Tuesday, June 10, 2003

The Underground Grammarian describes crackpot schemes to improve readings scores:
Like all cockeyed social notions, the plain English movement invites us to look around and see who's going to make a profit from it. A paranoid observer might think to detect a massive conspiracy. And here's how it goes: First we start providing the schools with lots of taxpayers' money to support research into quaint and curious innovations in teaching children how to read. This results in some extraordinary gimmick, and a very profitable one, not only for some professionals of education who are paid to cook it up but especially for that massive educational-industrial complex that makes and sells at high prices books and flash cards and sets of gadgets to go with every new fad. These people, of course, would like to see as many new fads as possible, because each one makes all the old stuff obsolete. What the gimmick is, is not important; for a while, and in some schools still, it was the weird notion that reading would be better taught without reference to the sounds of letters but rather through identifying whole words as symbols of something. The latest gimmick seems to be speed reading, which will make it possible, at a stiff price, to read a complete gothic romance in three minutes and forty seconds, thus ensuring a steady market for gothic romances. A well-trained keypunch operator could go through sixteen of them on her lunch hour, provided of course that she ate something like a sandwich or a slice of pizza. Speed reading does require the use of at least one hand.

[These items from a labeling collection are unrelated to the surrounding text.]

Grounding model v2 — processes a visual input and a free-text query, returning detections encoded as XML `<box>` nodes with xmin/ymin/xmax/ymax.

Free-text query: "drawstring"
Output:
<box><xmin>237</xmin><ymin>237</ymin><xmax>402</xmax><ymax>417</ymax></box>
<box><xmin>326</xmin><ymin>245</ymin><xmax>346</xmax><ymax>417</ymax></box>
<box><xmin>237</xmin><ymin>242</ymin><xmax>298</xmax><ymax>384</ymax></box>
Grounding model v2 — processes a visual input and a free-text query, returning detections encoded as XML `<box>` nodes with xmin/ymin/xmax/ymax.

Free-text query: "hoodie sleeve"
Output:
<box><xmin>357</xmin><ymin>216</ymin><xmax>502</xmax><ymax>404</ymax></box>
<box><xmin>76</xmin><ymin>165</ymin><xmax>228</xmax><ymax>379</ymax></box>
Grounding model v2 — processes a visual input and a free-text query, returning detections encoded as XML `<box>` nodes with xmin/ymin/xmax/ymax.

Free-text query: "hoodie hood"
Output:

Let the gimmick be whatever it is. Think of your own, if you need an example, something like printing vowels in different colors or providing new and tricky shapes for certain letters. These, of course, have been done, so you’ll have to stretch a bit; and, when you do come up with something that seems unspeakably zany, keep your mouth shut. If you mention it in public, it won't be long before someone offers to fund it. It's best to avoid offering the occasion for sin. But enough. Let's say we have a gimmick.

Now we experiment, being careful to use methods and controls that would make a first-year chemistry student blush and stating the problems and the expected results (those we call "outcomes") in the silliest possible jargon. Don't worry, we'll "prove" the efficacy of our gimmick (remember the new math?). As a result, or outcome, although we'd rather not use that word in the singular, more and more students in the public schools will read less and less.

Do not make the mistake of thinking that this means that our gimmick has failed. Pay attention. This means that the gimmick has succeeded. Remember, we have taken the role of dentists handing out lollipops to ensure that there will be no falling off of customers. Now that things are worse than ever, we view with alarm the "reading problem" in the schools. It's time for a new round of grants, projects, experimental proposals, expensive consultants, packets of materials, instruction booklets, sets of visual aids, more teachers, carpeted classrooms, air conditioning, just about anything you can imagine. It's all good for the education business, and if it seems to have been exaggerated, just you go footing around yourself and find anybody anywhere who proposes that we can teach reading (or anything else) better by spending less money.

The problem is not only researchers doing silly studies with negative results. The real problem is that any zany reading-improvement scheme is likely to work initially. The teachers who pick up a new scheme are the most likely to be dedicated, caring teachers who want to find a way to make their students read better. The extra attention from the teacher is likely to improve the students reading skills. The student is likely to be aware that something unusual is going on and may try harder. At least, the student will benefit from a temporary increase in attention because something new, wierd, different is being tried.

This extends to other learning of course (math, writing, history or whatever) and beyond. Zany schemes arise frequently in software management to improve software quality or programmer productivity. After discussing "Extreme Programming. one day, Ekr suggested "Butthole Programming". A practitioner of Butthole Programming (BP) may only write code when one thumb is shoved up his butthole. BP improves code quality because with only one hand on the keyboard, the BP practitioner can't write as much code. As we know, more code means more bugs. Therefore, BP means less bugs.

I wish I could recall where I read recently that many productivity studies in many industries suffer from the problem that the productivity increase is often the result of the study being done, not the new technique. Workers who are in the midst of being studied while performing a new technique just tend to do better overall, unless the new technique is truly a bad idea.